Type II error is the event that we failed to reject the null hypothesis when the null hypothesis was actually false. This is otherwise known as a false negative. The probability of a Type II error is harder to find and requires a more in-depth analysis of a hypothesis test. The probability of a Type II error is often given as $\beta$, and $1-\beta$ is referred to as **Power**. The power of a test is probability that we will reject the null hypothesis when we are supposed to. 

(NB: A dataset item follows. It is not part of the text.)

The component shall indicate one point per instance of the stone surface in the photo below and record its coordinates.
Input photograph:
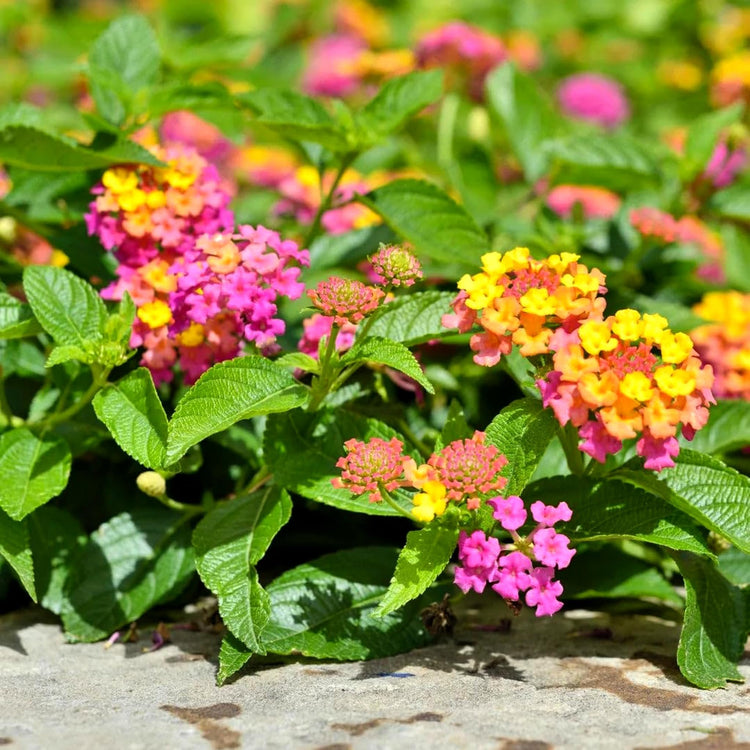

Which one of these errors is more serious? It depends on the context of the problem. 

### Example: Golf Balls

Joe has a summer job at a golf course and one of his jobs is to fish out golf balls from the water traps. He has a theory that certain types of golf ball are more likely to end up in the water than others. Let's assume there are four brands of golf ball, let's and assume that all four are used equally at this golf course. He fishes out 100 golf balls and counts each brand. He finds 30 of brand A, 30 of brand B, 20 of brand C and 20 of brand D. Conduct a hypothesis test to determine whether certain types of golf ball are more likely than others to end up in the water.

Step 1: Hypotheses

Null Hypothesis: Each Brand is as lkely to end up in the water.
Altervative Hypothesis: A certain brand more likely to end up in the water.

Step 2: Test statistic

There are many correct answers, but let's go with sum of absolute difference between observed and expected counts under $H_0$. To do this, we need to find the expected counts. If each ball was equally likely, how many should we expected to find of each if we select 100 golf balls? 

In [2]:
25

25

Step 3: $p$-value

We need the distribution of the test statistic under $H_0$. 

In [5]:
Balls=['A','B','C','D']
CountsA=[]
CountsB=[]
CountsC=[]
CountsD=[]
for x in np.arange(10000):
    Array=np.random.choice(Balls,100,replace=True)
    CountsA=np.append(CountsA,sum(Array=='A'))
    CountsB=np.append(CountsB,sum(Array=='B'))
    CountsC=np.append(CountsC,sum(Array=='C'))
    CountsD=np.append(CountsD,sum(Array=='D'))
Table().with_columns("A",CountsA,"B",CountsB,"C",CountsC,"D",CountsD)

A,B,C,D
29,19,29,23
28,11,34,27
23,27,25,25
26,25,34,15
25,19,27,29
20,28,25,27
33,17,28,22
23,23,24,30
22,24,28,26
27,25,21,27


In [9]:
#Let us find the 5% that would make us suspect a brand is more likely than others.
print("The 5% that would make us suspect that a brand is more likely to land in the water is",(percentile(95,CountsA)+percentile(95,CountsB)+percentile(95,CountsC)+percentile(95,CountsD))/4)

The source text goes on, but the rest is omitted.